Thursday, 10 September 2015

Urbanism

I've been reading Owen Hatherley's A Guide to the New Ruins of Great Britain. By the time I'd got to the middle of the first chapter I thought I was going to hate it and had to restrain myself from chucking it on one of the piles of unread and possibly unreadable books that litter my office space and are gradually taking over my house (note to myself - it really is time to ring up the carpenter and get those bookshelves installed). What was wrong with it? Convoluted academic architecture prose full of esoteric isms and ists interlarded with gratuitous  and unenlightening  digs at "neo-liberalism". In short the usual blah blah bull of the "sophisticated" metropolitano: all show and no substance.
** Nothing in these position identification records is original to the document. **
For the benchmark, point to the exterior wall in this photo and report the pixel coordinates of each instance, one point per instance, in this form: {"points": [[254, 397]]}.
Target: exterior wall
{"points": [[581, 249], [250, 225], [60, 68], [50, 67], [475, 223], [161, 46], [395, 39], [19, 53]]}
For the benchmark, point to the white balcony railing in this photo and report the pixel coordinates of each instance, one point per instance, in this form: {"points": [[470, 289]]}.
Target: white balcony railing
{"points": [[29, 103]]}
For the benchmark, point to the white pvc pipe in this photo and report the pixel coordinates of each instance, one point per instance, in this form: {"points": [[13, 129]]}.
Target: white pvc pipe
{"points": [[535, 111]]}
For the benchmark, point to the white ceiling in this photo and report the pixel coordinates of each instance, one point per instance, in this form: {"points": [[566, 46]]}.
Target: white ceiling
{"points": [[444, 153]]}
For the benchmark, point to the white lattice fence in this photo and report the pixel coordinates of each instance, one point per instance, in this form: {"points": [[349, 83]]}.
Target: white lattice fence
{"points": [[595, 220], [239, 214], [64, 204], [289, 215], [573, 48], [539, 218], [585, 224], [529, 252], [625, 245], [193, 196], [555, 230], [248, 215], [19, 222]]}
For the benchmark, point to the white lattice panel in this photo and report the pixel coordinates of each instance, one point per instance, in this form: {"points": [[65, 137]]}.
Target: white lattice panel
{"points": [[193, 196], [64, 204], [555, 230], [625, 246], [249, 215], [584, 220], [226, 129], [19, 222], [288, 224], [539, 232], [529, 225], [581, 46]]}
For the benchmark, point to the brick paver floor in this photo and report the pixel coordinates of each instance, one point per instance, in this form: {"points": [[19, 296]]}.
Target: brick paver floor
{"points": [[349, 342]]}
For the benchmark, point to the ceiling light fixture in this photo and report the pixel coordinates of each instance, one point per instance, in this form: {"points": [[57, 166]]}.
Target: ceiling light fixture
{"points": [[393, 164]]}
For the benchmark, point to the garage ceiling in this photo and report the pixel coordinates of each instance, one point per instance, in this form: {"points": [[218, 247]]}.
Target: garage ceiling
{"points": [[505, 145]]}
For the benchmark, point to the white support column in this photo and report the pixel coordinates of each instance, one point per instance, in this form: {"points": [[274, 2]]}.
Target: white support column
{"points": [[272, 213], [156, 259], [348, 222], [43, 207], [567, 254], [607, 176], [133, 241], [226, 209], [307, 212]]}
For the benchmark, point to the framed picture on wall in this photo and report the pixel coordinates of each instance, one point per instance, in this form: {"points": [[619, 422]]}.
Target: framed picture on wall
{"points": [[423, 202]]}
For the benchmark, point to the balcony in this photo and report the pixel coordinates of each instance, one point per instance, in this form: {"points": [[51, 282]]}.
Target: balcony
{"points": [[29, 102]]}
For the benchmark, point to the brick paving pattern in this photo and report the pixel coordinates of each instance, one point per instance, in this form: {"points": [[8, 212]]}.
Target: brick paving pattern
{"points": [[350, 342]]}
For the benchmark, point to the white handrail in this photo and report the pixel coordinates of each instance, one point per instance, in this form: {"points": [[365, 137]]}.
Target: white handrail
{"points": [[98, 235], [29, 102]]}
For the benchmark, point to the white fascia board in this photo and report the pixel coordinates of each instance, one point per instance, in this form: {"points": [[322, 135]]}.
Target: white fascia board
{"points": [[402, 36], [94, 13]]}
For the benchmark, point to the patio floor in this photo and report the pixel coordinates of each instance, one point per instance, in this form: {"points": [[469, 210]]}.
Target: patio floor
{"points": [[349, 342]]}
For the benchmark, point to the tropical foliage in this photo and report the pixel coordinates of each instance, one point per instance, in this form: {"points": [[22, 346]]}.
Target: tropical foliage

But I'm glad I persevered because the rest of the book is really very enjoyable. Once he clears his throat and drops the pseudo professorial pretense he writes well and, joy of joys, has something to say. 

The book is an account of a sort of road journey - though most of it is by train - around Britain with a photographer friend (one disappointment is that the photographs are so small and grainy that it is difficult to get much out of them) to view the architecture of "regeneration" in a number of cities and urban areas throughout Britain. This is all linked together with a pretty shrewd commentary on the poverty of aspirations that instantiated itself in the built environment created  under New Labour's urban building policies or rather non-policies.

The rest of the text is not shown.